WMU News

Minnick's book offers new view of dialect writing

Dec. 3, 2004

KALAMAZOO--Dr. Lisa Minnick, a first-year member of the English faculty at Western Michigan University, has authored a new view of dialect writing and its relationship to literary, linguistic, political and cultural trends. In Minnick's "Dialect and Dichotomy" particular emphasis is placed on African American voices in literature.

"Dialect and Dichotomy" covers recent, innovative applications of linguistic analysis of literature. It proposes theoretical principles and specific methods that can be implemented to analyze literary dialect for linguistic or literary purposes, or both. The proposed methods are applied in four original analyses of African American speech as represented in major works of fiction of the American South, including Mark Twain's "Adventures of Huckleberry Finn," Charles W. Chesnutt's "The Conjure Woman," William Faulkner's "The Sound and the Fury" and Zora Neale Hurston's "Their Eyes Were Watching God."

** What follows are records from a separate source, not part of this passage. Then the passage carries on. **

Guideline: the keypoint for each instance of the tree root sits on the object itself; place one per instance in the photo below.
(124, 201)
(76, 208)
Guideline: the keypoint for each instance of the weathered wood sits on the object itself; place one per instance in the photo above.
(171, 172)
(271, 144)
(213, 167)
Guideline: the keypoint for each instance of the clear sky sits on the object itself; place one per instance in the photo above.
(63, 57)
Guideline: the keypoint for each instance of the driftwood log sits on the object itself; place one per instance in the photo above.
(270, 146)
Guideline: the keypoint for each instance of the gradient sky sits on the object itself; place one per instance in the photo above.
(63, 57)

Minnick's book is an ideal research resource and course text for students and scholars interested in areas including American, African American, and southern literature and culture; linguistic applications to literature; language in the African American community; and a variety of related topics.

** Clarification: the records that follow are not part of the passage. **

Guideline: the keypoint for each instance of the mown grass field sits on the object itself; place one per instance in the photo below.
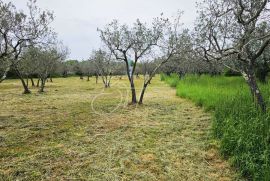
(78, 130)
(243, 131)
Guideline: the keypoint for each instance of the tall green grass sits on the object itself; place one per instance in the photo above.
(242, 129)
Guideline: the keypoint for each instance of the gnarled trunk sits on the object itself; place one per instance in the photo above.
(38, 82)
(42, 86)
(25, 86)
(142, 93)
(32, 81)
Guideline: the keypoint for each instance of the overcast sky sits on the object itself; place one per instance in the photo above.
(77, 21)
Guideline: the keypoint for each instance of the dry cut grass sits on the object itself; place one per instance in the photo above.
(78, 130)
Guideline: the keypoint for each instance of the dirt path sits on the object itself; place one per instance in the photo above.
(64, 135)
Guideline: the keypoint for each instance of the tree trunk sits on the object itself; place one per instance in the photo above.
(27, 81)
(133, 91)
(142, 93)
(96, 79)
(25, 86)
(38, 82)
(43, 81)
(32, 81)
(255, 91)
(4, 75)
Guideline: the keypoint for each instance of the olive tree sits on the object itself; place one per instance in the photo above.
(132, 44)
(228, 30)
(105, 65)
(18, 30)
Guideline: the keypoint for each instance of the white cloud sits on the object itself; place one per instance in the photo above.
(77, 20)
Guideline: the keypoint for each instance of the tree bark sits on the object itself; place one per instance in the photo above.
(4, 75)
(254, 89)
(38, 82)
(133, 92)
(32, 81)
(25, 86)
(142, 93)
(43, 81)
(96, 79)
(27, 81)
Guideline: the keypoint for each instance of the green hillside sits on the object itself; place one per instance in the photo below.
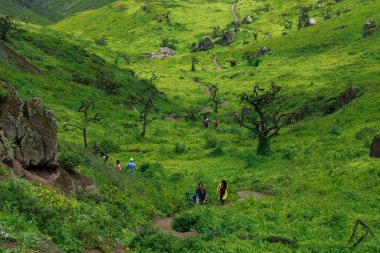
(317, 181)
(47, 12)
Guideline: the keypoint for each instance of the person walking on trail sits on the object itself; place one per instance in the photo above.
(216, 123)
(205, 122)
(221, 191)
(117, 165)
(131, 166)
(200, 196)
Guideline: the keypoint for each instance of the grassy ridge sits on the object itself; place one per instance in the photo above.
(319, 176)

"The unique contribution of [Minnick's] book is the combination of methods the author uses to approach the study of literary dialect. While incorporating computational analysis of language made possible by recently available text-analysis programs, she also uses more traditional techniques of literary criticism and dialect study to evaluate dialect in literary texts," says Cynthia Bernstein, editor of "The Text and Beyond: Essays in Literary Linguistics."

Minnick is an assistant professor of English at WMU. She has contributed to the African American and Gullah data digitization project for the Linguistic Atlas of the Middle and South Atlantic States at the University of Georgia. She received a bachelor's degree from the University of Florida and her master's and doctoral degrees in English language and American literature from the University of Georgia.

"Dialect and Dichotomy" is available through barnesandnoble.com and other major book stores.